What is the Living Wage?
The Living Wage is simply the basic rate at which one can live without fear of poverty. Currently this stands at £8.30 per hour in London and £7.20 per hour in the rest of the UK. Research has shown that the National Minimum Wage (£6.08 per hour) is not enough to sustain basic needs or to allow people to enjoy quality of life. The Living Wage is calculated by considering the lowest average cost of the following areas: social housing rent, council tax, childcare, transport and the regional cost of a shopping basket including food, clothing and household goods.
Why institutions should pay the Living Wage
We are in harsh economic times and education institutions are feeling the squeeze as much as any other workplace. However we also believe that paying, at the very least, the Living Wage shows that institutions value their staff and the opinions of their students. It's hard to face the fact that while institutions are aiding the social mobility of their student bodies through education they are also perpetuating the poverty of their staff. Institutions need to show they reflect fairness not only in their policies towards students but in the way they treat their staff. As students are often looking at their institutions as future employers, reassurance is needed that these institutions respect and value their workforce.
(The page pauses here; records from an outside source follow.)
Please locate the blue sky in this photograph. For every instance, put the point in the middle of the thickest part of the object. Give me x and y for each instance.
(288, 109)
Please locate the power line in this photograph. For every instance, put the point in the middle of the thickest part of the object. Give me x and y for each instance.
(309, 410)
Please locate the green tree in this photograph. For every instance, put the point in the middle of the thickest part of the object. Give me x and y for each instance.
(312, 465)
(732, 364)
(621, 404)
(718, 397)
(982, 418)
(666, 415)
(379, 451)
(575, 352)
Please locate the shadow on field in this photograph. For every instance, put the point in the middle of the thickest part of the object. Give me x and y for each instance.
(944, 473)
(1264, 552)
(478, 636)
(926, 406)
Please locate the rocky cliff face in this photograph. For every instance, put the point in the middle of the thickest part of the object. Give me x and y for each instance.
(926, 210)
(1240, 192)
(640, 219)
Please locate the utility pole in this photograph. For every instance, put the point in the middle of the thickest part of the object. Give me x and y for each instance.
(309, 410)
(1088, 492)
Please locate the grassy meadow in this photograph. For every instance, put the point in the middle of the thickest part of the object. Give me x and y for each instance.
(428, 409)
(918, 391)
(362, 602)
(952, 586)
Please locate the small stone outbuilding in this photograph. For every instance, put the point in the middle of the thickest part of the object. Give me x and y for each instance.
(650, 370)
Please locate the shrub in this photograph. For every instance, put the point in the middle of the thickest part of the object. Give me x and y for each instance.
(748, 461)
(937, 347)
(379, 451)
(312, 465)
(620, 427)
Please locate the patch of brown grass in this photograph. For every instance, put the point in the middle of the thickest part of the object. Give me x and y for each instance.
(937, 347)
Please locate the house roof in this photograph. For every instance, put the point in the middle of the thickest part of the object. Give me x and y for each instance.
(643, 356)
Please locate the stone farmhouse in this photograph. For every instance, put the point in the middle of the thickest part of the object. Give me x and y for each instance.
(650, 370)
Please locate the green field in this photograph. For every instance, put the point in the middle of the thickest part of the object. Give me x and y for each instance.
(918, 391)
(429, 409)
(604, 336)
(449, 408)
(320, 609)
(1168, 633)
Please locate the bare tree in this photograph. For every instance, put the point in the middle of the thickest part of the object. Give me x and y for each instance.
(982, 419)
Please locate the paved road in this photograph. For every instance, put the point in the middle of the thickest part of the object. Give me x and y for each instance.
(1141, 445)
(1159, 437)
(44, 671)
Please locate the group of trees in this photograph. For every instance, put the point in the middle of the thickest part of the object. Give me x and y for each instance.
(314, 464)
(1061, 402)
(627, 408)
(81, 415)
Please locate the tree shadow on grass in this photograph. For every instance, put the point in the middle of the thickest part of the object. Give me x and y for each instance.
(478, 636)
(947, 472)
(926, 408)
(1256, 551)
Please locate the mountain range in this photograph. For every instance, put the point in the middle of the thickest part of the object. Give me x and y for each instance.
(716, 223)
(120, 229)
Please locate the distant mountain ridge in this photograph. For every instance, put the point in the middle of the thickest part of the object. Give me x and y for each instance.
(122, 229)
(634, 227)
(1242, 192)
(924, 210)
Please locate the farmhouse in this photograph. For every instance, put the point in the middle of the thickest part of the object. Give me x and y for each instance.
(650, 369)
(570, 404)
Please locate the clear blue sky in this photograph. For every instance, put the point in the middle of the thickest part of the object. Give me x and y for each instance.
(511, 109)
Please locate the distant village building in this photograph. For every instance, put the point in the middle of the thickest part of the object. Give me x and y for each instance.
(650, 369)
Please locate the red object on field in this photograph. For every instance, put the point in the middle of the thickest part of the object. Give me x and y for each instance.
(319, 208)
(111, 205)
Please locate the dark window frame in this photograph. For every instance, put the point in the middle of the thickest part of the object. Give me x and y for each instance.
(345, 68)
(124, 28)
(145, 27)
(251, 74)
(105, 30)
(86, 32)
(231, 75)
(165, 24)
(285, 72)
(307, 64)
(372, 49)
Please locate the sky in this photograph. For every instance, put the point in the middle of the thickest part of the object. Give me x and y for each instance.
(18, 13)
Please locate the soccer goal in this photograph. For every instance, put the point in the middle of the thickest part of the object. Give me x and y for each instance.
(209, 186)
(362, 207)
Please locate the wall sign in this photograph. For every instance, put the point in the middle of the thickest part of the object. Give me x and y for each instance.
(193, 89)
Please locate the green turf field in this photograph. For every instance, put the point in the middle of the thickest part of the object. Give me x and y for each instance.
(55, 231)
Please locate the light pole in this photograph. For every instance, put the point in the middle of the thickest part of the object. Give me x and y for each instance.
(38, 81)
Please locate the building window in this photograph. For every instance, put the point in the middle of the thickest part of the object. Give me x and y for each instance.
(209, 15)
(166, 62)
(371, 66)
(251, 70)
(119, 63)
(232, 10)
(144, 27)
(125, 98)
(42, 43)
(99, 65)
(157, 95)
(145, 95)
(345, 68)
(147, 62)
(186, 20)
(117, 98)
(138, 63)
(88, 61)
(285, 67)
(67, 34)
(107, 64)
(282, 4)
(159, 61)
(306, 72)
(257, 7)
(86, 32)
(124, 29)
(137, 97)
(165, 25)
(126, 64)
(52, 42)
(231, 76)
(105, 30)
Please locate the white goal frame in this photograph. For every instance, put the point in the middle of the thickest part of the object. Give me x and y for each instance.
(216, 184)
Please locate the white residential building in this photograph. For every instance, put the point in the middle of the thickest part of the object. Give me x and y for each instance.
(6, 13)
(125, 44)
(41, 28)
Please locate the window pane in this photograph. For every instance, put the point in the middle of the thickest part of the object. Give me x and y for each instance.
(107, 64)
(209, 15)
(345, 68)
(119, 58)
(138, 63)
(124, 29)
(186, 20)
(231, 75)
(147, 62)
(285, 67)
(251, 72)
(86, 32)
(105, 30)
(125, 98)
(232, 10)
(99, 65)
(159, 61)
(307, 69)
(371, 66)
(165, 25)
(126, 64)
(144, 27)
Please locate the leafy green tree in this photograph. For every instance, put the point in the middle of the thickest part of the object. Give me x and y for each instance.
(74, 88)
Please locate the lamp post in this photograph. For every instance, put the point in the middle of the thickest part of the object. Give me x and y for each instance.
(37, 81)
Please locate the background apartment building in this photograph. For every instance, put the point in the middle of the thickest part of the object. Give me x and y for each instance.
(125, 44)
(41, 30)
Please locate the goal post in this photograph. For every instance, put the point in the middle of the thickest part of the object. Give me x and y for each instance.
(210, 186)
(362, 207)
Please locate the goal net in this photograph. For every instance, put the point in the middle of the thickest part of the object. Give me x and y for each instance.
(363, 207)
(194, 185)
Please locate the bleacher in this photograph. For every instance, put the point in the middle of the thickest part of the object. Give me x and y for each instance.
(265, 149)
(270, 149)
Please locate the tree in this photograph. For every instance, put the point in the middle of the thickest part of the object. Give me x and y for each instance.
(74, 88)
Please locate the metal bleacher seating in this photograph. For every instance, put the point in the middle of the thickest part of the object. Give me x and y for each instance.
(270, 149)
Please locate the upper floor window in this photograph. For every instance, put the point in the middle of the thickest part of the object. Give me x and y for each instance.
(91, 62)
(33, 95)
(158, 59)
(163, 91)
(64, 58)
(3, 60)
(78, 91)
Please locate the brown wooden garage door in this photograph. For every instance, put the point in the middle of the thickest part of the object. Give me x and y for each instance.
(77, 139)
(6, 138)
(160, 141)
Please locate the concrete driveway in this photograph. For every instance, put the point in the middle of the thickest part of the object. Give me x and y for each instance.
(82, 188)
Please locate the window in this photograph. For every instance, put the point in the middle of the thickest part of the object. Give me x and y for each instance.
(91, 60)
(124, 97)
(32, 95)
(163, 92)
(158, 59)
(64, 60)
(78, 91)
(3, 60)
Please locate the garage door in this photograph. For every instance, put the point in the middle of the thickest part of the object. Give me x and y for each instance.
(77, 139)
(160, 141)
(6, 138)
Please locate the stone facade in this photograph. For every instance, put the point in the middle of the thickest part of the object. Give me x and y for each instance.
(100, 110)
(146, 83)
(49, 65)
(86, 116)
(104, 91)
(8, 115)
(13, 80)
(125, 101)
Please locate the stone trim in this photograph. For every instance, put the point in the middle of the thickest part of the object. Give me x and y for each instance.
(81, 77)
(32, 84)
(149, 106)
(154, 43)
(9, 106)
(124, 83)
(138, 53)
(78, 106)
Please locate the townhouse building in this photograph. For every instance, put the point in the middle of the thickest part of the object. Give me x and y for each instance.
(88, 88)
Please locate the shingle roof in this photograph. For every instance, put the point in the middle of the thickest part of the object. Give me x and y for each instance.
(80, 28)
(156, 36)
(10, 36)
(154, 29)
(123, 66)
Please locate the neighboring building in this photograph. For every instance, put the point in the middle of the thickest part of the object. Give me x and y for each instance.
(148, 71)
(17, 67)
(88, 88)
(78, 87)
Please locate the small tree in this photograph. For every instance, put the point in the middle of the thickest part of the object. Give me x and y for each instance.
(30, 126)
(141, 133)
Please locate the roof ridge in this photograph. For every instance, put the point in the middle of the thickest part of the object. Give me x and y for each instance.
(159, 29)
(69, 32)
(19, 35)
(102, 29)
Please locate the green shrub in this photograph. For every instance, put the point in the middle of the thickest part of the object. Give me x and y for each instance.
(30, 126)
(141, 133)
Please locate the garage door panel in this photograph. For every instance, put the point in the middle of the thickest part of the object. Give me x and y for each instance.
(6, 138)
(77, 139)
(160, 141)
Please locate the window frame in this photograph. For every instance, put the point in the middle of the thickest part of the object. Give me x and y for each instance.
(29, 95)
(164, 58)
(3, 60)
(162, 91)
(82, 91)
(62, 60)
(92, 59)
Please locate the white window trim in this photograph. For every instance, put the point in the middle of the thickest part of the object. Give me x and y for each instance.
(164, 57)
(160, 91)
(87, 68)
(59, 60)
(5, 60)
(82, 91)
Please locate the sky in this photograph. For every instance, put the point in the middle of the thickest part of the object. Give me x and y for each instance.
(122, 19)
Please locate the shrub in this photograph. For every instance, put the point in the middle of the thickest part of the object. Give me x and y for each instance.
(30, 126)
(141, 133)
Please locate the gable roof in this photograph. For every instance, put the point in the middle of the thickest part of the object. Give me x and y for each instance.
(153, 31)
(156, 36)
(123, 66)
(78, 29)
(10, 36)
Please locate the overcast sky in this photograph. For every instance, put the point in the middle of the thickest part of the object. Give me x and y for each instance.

A Living Wage shouldn’t be a privilege; it should be the fundamental right of any employee. Not only does the Living Wage allow employees a better standard of life it also reflects positively on the employer. Research has shown that employees receiving the Living Wage to have a higher level or morale and work more efficiently. Also the levels of absence and staff turnover were significantly seen to be reduced. Therefore employers and employees have mutual respect for each other and consequently this creates a contented workplace.
What we want to achieve
Over the next year we will be rolling out a number of resources and ideas which students can use to get their campaigns off the ground, while also working with Unison and Citizens UK to map the local and national impact of the Living Wage in higher and further education institutions. The aim of the campaign is simple we expect that all universities, colleges and student unions will pay the Living Wage. Therefore we are encouraging all students who believe in a fair day’s work for a fair day’s pay to get involved in this campaign.